Owning books has been only intermittently of importance to me. At one time, collecting books that were my own, feeling I had my own intellectual and literary trajectory visible before me, seemed necessary and meaningful. But now, in midlife, I feel that my tendency to acquire books is rather like someone smoking two packs a day: it’s a terrible vice that I wish I could shuck. I love my books, and with all their dog-ears and under- linings they are irreplaceable; but I sometimes wish they’d just vanish. To be weighed down by things — books, furniture — seems somehow terrible to me. It’s important to be ready to move on.” ~ Claire Messud
Some books are just crap and have to be thrown out. But some crappy books remind you of certain times in your life and have to be kept. In the closet.” ~ Gary Shteyngart
How does the reading feed into the writing, and vice versa? Continually, continuously, promiscuously, in a million ways.” ~ Philip Pullman
And in the vein of last week’s meditation on how to read a book, Price relays the following advice, bequeathed by the Earl of Chesterfield to his son in 1747:
I knew a gentleman, who was so good a manager of his time, that he would not even lose that small portion of it, which the calls of nature obliged him to pass in the necessary-house; but gradually went through all the Latin poets, in those moments. He bought, for example, a common edition of Horace, of which he tore off gradually a couple of pages, carried them with him to that necessary place, read them first, and then sent them down as a sacrifice to Cloacina: this was so much time fairly gained; and I recommend you to follow his example. It is better than only doing what you cannot help doing at those moments; and it will make any book, which you shall read in that manner, very present in your mind.”
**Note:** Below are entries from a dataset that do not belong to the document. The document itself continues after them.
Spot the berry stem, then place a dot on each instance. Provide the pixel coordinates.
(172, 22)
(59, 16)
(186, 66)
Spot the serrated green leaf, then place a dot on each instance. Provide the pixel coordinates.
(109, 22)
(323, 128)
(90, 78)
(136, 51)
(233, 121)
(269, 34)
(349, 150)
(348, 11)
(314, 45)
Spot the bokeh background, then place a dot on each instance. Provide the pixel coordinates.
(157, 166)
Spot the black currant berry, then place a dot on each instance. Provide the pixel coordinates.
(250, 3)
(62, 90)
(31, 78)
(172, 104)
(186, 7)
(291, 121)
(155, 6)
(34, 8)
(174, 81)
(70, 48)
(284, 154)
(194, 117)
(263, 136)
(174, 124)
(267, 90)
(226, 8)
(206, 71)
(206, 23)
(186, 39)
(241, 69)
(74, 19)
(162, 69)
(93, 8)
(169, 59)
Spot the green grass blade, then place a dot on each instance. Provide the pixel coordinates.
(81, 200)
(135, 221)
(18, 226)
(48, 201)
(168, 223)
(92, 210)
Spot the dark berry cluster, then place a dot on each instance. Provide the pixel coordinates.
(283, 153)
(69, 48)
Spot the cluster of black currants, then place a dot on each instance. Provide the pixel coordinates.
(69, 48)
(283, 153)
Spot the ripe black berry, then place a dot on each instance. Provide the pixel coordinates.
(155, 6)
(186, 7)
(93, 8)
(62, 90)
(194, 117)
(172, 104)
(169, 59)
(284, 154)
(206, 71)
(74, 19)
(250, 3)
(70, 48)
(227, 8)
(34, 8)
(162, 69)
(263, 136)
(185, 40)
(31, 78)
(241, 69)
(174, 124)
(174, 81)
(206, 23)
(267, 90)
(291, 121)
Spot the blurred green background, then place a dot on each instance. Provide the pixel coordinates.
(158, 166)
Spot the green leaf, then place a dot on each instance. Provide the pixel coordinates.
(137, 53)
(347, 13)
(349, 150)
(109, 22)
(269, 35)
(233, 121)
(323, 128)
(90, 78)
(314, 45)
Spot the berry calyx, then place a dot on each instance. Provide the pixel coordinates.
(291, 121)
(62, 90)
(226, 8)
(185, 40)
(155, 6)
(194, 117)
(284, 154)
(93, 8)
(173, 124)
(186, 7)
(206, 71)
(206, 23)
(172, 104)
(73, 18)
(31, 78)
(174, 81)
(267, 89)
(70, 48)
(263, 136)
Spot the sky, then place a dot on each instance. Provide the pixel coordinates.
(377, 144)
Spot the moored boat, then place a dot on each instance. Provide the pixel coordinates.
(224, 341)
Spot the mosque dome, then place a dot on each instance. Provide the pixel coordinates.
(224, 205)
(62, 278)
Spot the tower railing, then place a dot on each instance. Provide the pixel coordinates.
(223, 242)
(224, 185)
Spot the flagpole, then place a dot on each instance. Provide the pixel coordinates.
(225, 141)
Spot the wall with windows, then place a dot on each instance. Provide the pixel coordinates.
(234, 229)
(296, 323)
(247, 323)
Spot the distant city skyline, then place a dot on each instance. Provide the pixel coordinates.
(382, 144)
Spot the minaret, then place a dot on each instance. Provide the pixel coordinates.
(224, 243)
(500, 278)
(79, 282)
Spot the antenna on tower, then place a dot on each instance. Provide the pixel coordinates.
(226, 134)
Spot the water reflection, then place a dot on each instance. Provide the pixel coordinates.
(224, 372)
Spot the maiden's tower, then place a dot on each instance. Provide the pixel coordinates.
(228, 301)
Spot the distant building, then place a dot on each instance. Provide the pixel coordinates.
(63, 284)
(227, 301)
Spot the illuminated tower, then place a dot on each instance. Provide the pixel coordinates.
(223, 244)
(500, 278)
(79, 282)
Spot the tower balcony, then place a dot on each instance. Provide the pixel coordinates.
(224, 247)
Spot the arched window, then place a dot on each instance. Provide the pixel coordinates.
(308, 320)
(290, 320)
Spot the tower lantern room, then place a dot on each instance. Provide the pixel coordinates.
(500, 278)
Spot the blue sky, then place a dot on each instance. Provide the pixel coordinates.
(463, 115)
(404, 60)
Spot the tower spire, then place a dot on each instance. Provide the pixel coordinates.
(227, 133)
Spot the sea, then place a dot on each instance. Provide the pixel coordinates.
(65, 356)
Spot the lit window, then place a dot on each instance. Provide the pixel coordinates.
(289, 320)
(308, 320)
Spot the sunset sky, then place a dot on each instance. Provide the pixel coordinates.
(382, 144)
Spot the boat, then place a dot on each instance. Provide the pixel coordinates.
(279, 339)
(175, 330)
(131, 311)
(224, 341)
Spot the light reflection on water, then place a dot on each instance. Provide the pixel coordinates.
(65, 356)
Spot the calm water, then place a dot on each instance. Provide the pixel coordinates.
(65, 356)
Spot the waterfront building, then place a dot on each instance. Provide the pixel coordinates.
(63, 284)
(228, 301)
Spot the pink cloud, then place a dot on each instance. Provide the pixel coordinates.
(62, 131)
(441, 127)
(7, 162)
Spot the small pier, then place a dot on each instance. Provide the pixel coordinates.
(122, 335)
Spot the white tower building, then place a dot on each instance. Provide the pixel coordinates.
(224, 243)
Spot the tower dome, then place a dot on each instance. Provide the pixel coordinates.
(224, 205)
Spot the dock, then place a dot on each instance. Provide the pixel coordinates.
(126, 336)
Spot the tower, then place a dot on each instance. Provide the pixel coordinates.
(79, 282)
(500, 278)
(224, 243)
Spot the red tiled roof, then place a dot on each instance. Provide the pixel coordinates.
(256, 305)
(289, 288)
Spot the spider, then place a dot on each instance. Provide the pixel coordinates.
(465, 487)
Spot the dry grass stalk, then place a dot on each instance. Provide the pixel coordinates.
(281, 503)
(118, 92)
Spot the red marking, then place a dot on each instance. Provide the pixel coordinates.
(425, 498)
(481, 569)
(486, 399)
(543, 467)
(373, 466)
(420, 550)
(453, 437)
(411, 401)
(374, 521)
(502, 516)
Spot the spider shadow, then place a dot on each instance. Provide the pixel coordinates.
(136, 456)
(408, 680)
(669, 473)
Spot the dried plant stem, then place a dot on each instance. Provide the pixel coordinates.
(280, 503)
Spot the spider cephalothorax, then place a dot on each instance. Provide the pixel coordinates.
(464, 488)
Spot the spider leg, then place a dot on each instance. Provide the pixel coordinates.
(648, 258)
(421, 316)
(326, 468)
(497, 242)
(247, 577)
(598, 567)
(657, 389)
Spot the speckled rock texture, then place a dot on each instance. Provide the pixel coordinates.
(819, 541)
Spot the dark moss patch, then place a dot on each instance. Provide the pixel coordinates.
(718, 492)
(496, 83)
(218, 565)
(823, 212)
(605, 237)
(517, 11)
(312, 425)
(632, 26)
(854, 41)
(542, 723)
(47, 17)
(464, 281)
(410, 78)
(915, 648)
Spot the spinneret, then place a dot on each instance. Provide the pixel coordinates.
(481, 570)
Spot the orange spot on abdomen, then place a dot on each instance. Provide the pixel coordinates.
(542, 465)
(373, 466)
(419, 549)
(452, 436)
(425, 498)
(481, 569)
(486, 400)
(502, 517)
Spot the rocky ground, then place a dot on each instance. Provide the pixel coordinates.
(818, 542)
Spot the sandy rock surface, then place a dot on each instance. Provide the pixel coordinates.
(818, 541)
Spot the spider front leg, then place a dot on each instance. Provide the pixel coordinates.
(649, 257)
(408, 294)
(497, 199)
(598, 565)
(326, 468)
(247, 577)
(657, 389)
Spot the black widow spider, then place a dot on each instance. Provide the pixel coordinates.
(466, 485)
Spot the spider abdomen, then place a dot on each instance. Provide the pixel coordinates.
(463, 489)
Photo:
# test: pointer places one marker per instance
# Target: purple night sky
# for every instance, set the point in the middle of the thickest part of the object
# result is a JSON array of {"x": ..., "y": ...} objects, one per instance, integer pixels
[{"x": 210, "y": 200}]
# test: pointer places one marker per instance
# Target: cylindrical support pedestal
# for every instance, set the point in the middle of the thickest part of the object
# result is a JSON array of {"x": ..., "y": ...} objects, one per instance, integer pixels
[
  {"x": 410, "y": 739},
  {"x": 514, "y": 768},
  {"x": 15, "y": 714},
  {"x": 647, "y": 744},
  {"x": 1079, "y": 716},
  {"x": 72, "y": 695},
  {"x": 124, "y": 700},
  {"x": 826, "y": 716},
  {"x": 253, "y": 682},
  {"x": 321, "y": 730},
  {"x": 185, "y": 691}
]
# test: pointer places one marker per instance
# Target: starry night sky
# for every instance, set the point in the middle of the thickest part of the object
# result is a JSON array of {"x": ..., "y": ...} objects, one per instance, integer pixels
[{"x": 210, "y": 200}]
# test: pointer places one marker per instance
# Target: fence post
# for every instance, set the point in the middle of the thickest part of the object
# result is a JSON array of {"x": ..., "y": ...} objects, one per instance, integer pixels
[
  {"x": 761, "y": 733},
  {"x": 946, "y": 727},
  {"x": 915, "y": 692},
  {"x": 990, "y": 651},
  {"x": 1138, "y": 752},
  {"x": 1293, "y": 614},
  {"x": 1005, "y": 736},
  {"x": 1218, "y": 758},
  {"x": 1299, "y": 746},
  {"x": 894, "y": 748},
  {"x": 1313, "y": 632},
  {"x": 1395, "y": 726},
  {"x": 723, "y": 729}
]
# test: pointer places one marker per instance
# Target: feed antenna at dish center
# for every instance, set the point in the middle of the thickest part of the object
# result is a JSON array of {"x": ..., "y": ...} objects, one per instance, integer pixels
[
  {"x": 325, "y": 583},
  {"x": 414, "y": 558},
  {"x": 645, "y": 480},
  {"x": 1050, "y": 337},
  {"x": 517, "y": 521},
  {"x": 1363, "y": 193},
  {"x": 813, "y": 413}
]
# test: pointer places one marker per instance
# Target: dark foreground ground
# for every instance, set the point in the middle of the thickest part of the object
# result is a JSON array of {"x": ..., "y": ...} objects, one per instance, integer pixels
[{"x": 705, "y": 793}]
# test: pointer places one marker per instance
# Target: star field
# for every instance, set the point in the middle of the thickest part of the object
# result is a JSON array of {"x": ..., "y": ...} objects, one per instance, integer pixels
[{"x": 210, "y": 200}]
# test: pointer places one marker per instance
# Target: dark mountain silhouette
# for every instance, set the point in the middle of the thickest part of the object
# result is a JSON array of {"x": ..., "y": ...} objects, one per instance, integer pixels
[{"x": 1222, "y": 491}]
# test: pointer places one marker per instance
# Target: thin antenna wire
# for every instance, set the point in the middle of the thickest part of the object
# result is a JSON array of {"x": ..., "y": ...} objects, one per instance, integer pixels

(The same Lord Chesterfield two years later pronounced, “Due attention to the inside of books, and due contempt for the outside is the proper relation between a man of sense and his books.”)
Equal parts voyeuristically indulgent and unapologetically stimulating, Unpacking My Library: Writers and Their Books is the second installment in Yale University Press’s ongoing series, following 2009’s Unpacking My Library: Architects and Their Books.